Punto secondo. Per "salvarsi", ossia per dominare l’irruzione del divenire, l’Occidente, ha evocato una serie di immutabili: il Dio cristiano, l’immanentismo moderno, il diritto naturale, il bene e il bello naturali (con l’etica e l’insieme delle opere d’arte), la chiesa, le figure del padrone e del sovrano, lo Stato, il capitalismo, la dialettica hegeliana e marxista, l’irreversibilità del tempo, la lotta di classe, il comunismo. Il comune denominatore di queste forme storiche è l’epistéme, la pretesa di una conoscenza certa propria della scienza, contrapposta alla doxa, ossia la conoscenza solamente probabile. In origine, forme di dominio come l’uso della terra, degli uomini e degli animali appaiono giustificate solo se inserite in un contesto che comprende gli immutabili; altrimenti vengono percepite come ingiuste ed erronee.

Critica. Gli "immutabili" di cui parla Severino sono una categoria talmente ampia, che è possibile mettervi dentro praticamente tutto quanto ha caratterizzato la storia dell’Occidente. Ma, a parte questo, ci si può domandare cosa significhi l’affermazione che l’Occidente ha evocato gli immutabili; che li ha evocati per salvarsi dall’irruzione del divenire; e se è vero che tale irruzione comporta la minaccia del niente. Si evoca, infatti, qualche cosa che già esiste, magari allo stato latente; non qualcosa che non esiste. Ma allora gli immutabili esistevano già, come la statua esiste già, prima di essere scolpita, nella mente dell’artista che la vuol realizzare?
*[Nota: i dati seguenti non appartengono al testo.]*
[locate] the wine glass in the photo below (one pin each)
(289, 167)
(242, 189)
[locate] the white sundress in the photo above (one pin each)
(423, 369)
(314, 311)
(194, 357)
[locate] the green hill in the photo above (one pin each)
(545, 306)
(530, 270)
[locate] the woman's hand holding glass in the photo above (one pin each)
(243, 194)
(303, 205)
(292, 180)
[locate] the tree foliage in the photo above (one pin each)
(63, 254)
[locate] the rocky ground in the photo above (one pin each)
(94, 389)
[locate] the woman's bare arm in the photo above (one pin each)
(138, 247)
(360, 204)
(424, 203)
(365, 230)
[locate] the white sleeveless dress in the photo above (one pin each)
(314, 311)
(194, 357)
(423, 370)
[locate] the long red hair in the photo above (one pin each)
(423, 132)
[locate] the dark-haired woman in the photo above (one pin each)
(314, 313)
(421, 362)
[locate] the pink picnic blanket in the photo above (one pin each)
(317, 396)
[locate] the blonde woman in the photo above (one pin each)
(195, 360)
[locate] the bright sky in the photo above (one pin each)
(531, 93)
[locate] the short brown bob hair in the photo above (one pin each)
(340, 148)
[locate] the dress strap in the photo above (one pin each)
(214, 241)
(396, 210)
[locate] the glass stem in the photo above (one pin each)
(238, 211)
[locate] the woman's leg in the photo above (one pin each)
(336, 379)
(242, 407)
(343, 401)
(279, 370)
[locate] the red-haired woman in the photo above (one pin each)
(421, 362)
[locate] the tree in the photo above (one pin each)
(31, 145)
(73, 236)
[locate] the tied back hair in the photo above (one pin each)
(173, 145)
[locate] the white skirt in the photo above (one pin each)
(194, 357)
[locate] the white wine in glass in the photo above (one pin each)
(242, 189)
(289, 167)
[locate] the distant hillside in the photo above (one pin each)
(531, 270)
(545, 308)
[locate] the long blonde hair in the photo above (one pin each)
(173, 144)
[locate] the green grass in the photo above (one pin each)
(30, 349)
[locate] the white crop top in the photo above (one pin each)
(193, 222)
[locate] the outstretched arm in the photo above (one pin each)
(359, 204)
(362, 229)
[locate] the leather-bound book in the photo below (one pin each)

Ancora: perché il divenire sarebbe una irruzione? Irrompere comporta l’idea di un ingresso improvviso, violento e, soprattutto, inaspettato. Ma il divenire non si presenta all’uomo con queste caratteristiche; al contrario, esso è – per il senso comune – la regola della natura, non l’eccezione. In natura, le cose nascono e muoiono; gli enti appaiono e scompaiono. E l’uomo greco, «fedele alla terra» (per usare l’espressione nietzschiana che adopera anche Natoli), non ha mai visto le cose diversamente, se non con Parmenide e pochi altri. Lo stesso Severino lo riconosce esplicitamente, nel prosieguo del suo ragionamento (alla pagina successiva).

E poi, perché l’Occidente avrebbe avuto bisogno di salvarsi? Salvarsi da chi o da cosa? Il concetto di salvezza, in questo contesto, sembra avere una valenza religiosa: l’uomo, ad esempio, si attende la salvezza da Dio.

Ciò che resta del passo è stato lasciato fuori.